Moesziomyces penicillariae (Brefield) Vànky is a basidiomycete fungus responsible for smut disease on pearl millet, an important staple food in the sub-Sahelian zone. We revisited the life cycle of this fungus. Unlike other Ustilaginales, mating of sporidia was never observed and monoclonal cultures of monokaryotic sporidia were infectious in the absence of mating with compatible partner. These data argued for an atypical monokaryotic diploid cell cycle of M. penicillariae, where teliospores only form solopathogenic sporidia. After inoculation of monoclonal solopathogenic strains on spikelets, the fungus infects the ovaries and induces the folding of the micropilar lips, as observed during early pollination steps. The infected embryo then becomes disorganized and the fungus invades peripheral ovary tissues before sporulating. We evaluated the systemic growth abilities of the fungus. After root inoculation, mycelium was observed around and inside the roots. As argued by transmission electron microscopy (TEM) observations and polymerase chain reaction (PCR) detection using specific primers for M. penicillariae, the fungus can grow from roots to the caulinar meristems.
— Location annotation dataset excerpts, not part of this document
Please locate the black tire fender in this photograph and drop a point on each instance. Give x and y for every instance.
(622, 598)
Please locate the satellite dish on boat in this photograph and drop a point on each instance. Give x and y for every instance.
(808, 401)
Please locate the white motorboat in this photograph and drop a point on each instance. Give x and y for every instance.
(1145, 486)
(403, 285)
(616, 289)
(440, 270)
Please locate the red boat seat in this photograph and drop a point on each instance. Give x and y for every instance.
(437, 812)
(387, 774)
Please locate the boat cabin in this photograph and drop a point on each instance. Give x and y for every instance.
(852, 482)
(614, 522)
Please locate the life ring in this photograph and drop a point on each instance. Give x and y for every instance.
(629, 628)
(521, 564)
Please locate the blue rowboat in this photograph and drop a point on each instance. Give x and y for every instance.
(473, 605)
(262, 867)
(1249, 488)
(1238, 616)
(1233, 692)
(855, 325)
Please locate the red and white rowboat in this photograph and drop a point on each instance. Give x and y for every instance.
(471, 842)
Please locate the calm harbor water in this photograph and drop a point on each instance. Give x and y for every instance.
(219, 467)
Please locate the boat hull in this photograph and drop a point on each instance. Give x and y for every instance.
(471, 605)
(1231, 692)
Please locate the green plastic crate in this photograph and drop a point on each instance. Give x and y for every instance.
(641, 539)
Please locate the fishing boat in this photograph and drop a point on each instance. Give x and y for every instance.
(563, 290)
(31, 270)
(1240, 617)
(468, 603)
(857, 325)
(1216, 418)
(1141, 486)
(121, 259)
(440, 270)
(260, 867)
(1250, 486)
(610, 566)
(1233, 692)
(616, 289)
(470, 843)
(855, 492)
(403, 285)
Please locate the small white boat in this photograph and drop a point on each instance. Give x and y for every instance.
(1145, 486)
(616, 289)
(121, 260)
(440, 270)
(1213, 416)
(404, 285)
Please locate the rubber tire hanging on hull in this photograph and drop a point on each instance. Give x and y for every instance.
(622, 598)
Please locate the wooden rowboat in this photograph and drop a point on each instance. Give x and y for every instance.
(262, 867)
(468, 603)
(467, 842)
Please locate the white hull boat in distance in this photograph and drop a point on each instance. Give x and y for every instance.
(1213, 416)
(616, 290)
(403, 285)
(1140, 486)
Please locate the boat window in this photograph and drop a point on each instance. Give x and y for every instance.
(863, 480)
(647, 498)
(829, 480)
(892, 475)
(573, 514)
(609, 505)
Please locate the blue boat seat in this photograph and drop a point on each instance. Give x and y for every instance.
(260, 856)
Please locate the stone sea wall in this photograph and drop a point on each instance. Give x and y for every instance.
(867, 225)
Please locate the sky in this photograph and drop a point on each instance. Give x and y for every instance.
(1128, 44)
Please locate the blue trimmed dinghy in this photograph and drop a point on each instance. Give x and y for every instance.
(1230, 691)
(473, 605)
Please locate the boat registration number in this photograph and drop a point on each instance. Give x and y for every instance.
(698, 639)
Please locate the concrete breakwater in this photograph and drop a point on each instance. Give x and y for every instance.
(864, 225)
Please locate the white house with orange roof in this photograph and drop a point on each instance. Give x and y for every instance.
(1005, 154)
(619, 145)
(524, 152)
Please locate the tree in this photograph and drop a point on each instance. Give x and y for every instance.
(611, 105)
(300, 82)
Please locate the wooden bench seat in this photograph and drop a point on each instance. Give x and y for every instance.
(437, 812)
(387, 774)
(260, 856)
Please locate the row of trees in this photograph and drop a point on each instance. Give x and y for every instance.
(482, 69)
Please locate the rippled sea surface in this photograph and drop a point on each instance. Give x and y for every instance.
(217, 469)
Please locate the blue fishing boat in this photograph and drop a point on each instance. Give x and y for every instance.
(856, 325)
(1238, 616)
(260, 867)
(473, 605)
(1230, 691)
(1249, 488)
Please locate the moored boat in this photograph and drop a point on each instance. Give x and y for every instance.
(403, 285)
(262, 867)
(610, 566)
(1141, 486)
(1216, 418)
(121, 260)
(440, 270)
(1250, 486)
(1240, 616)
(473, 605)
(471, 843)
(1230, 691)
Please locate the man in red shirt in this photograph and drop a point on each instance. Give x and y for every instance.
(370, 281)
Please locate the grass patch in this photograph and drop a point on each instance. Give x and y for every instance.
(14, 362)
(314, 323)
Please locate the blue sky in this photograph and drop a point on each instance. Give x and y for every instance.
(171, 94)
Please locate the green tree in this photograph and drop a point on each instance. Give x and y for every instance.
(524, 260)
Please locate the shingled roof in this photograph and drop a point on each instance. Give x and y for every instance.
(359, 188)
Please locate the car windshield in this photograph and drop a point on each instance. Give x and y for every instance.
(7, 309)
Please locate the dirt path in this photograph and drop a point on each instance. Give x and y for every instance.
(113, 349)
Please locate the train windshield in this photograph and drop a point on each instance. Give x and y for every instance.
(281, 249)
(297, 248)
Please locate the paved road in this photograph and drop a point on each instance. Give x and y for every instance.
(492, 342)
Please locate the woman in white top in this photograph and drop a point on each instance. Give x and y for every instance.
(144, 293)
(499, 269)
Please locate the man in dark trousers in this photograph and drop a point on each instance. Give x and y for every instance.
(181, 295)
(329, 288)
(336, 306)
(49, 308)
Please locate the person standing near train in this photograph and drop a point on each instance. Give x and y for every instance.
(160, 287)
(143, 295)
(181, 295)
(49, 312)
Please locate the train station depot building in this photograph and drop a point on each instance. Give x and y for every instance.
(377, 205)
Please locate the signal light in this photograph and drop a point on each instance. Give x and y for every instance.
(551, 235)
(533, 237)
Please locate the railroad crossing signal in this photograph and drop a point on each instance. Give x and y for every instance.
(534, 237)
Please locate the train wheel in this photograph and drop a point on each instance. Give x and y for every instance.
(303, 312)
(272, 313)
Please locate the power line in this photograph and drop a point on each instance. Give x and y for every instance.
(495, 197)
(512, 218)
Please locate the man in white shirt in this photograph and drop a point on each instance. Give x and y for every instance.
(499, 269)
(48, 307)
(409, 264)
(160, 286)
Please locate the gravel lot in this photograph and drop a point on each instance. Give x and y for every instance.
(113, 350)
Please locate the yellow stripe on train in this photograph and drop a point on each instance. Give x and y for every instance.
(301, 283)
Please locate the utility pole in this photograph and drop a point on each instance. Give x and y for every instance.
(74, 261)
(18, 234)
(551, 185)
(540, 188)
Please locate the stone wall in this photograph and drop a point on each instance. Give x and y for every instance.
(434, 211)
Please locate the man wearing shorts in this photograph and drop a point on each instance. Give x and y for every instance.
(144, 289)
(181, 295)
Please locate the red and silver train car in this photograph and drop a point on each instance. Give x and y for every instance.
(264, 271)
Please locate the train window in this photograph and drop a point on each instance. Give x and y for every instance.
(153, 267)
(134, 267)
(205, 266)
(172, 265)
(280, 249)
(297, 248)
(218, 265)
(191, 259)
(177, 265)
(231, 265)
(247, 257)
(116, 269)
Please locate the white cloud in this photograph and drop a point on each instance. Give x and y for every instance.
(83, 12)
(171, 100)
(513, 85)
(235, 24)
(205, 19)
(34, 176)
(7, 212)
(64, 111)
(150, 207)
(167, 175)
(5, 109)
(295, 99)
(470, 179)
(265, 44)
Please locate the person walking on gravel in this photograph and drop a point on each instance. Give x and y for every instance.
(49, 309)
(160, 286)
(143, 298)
In spite of this systemic growth, no sori were formed on the varieties of pearl millet tested after root inoculation. All together, these data suggest that the reduced life cycle of M. penicillariae--i.e. dispersal of 'ready to infect' solopathogenic sporidia, floral infection--is an adaptation to the aetiology of this disease to short-cycle pearl millet varieties from the sub-Sahel.

Solopathogenic strain formation strongly differs among Ustilaginaceae species.

The pathogenicity of smut fungi is initiated by the fusion of two compatible saprotrophic yeasts that give rise to the formation of dikaryotic pathogenic hyphae. It has been described in the literature that complementation assays of auxotrophic yeasts of Ustilago maydis have allowed the isolation of diploid strains that are solopathogenic, i.e. pathogenic in the absence of mating. The occurrence of such strains from germinating teliospores was not investigated. We evaluated the ability of teliospores to generate solopathogenic strains in three species of smut fungi: Sporisorium reilianum f.sp. zeae, U. maydis and Moesziomyces penicillariae. Using an approach based on the stability of pseudohyphae of solopathogenic strains, we isolated the strain SRZS1 from teliospores of S. reilianum. Microscopic observations and analyses of mating-type alleles showed that SRZS1 is monokaryotic and diploid. Inoculation tests on maize plantlets indicated that SRZS1 is infectious. The same protocol was applied to polyteliosporal isolates from M. penicillariae, U. maydis and S. reilianum of diverse geographic origin. Surprisingly, all strains from teliospores of M. penicillariae were solopathogenic, whereas only few solopathogenic strains were obtained from the other two species. The possible incidence of solopathogenic strain production in the biology of these species is discussed.